Illustrations were provided by members of the brotherhood. Every issue began with an original etching. William Holman Hunt provided an illustration to Woolner's poem My Beautiful Lady in the first issue. Collinson illustrated his own poem, The Child Jesus, in the second issue. Madox Brown created a two-page illustration of the King Lear and his daughters for the third issue, accompanying his article on the mechanics of a history painting. Walter Deverell depicted Viola and Olivia from Shakespeare's Twelfth Night in the last issue.

The Germ published poetry by William Michael Rossetti and other members of the Brotherhood including William Michael Rossetti's brother Dante Gabriel Rossetti, Thomas Woolner and James Collinson. Christina Rossetti also had her poetry published there.
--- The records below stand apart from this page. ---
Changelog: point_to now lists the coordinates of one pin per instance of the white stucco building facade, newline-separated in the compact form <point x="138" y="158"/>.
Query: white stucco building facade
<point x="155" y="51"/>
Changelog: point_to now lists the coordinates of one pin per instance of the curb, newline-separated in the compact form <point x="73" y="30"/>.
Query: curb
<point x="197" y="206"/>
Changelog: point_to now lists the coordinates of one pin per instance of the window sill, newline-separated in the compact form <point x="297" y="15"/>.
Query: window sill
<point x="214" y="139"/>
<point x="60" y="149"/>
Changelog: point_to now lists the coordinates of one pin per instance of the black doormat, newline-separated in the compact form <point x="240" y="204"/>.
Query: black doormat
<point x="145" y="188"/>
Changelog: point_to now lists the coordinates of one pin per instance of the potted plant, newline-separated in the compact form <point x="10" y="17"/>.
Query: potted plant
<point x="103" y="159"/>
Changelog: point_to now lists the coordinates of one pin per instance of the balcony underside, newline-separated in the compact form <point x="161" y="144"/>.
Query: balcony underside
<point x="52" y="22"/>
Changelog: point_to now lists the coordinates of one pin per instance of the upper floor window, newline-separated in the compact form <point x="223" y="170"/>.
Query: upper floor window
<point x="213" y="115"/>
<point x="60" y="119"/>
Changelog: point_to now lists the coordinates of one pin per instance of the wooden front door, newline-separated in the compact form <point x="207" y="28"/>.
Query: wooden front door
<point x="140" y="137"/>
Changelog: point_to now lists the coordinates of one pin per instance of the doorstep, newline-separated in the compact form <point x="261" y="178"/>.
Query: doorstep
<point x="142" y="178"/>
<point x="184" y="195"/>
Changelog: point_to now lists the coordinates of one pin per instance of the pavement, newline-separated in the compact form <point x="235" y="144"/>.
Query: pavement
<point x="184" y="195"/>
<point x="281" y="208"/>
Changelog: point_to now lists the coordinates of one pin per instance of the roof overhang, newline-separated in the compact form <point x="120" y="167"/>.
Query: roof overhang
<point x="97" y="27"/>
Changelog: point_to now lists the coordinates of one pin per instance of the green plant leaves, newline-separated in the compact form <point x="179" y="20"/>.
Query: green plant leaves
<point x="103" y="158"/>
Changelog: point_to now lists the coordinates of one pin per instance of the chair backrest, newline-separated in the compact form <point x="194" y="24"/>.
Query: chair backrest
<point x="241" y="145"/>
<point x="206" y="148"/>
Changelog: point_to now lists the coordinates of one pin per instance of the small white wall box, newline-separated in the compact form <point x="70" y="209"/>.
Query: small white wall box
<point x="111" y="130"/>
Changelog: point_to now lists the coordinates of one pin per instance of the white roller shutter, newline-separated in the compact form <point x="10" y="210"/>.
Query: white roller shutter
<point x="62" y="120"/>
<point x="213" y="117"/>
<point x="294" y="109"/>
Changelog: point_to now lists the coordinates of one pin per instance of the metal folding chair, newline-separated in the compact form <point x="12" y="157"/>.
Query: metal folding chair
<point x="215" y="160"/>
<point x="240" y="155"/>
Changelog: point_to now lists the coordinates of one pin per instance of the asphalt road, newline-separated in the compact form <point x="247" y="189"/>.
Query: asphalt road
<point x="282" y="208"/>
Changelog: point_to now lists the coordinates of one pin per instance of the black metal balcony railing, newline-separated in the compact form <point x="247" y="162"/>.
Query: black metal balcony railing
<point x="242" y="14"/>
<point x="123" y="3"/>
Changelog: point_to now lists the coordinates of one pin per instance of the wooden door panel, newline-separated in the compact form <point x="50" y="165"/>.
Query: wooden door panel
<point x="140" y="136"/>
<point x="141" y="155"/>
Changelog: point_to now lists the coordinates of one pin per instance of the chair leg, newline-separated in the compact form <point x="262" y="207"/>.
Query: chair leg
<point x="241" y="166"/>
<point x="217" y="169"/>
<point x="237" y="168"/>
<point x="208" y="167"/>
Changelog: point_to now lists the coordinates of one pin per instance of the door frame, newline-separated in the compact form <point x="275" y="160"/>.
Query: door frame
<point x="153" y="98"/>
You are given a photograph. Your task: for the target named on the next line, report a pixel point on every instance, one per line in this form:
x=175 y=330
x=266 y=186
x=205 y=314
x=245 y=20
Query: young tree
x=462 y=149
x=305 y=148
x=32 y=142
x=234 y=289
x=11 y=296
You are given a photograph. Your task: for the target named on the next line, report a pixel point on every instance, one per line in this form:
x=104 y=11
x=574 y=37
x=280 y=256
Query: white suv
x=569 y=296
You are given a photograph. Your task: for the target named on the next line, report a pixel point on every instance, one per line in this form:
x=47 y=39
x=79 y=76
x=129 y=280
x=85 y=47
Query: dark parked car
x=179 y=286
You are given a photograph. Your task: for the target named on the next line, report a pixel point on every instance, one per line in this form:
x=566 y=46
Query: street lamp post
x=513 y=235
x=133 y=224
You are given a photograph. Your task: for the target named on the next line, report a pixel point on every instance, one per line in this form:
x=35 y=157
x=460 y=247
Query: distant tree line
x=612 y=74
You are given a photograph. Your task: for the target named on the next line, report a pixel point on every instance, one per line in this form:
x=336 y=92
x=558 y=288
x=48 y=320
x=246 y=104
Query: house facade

It also printed contributions of verse and essays on art and literature by associates of the Brotherhood including Ford Madox Brown and Coventry Patmore, as well as occasional book reviews.

==Title==
The title The Germ refers to the Pre-Raphaelite belief in the importance of nature (a germ is a seed) and of the human imagination, as implied by the phrase "the germ of an idea". They hoped that the magazine would be a seed from which new creative ideas would grow. It was subtitled thoughts towards nature in art and literature to emphasise the editors' belief that poetry and art should be closely intertwined.

In the hope of improving the magazine's poor sales, it was renamed with the less ambiguous title Art and Poetry, being Thoughts towards Nature, conducted principally by Artists for its final two issues. Each issue sold less than 100 copies and the magazine closed in May 1850.

==Editions==
The Germ was printed by Messrs. Tupper and Sons, a firm of lithographic and general printers in the City of London, who took a financial stake in the publication to try to ensure its success; the Tupper family had links to the Brotherhood through the sculptor John Lucas Tupper. Only 70 of the first issue of 700 copies were sold. The print run was reduced for the next edition, but sales did not pick up. George Tupper persuaded the group to carry on for two more issues, but ultimately bore the brunt of the financial losses.

A special limited edition (only 450 copies) of all four volumes of The Germ was published in 1898 on Van Gelder handmade paper, by Thomas B. Mosher, Portland, Maine, USA.

A facsimile edition of all four volumes plus "Preface" by W.M. Rossetti was published by Elliot Stock in 1901 and issued in a slipcase.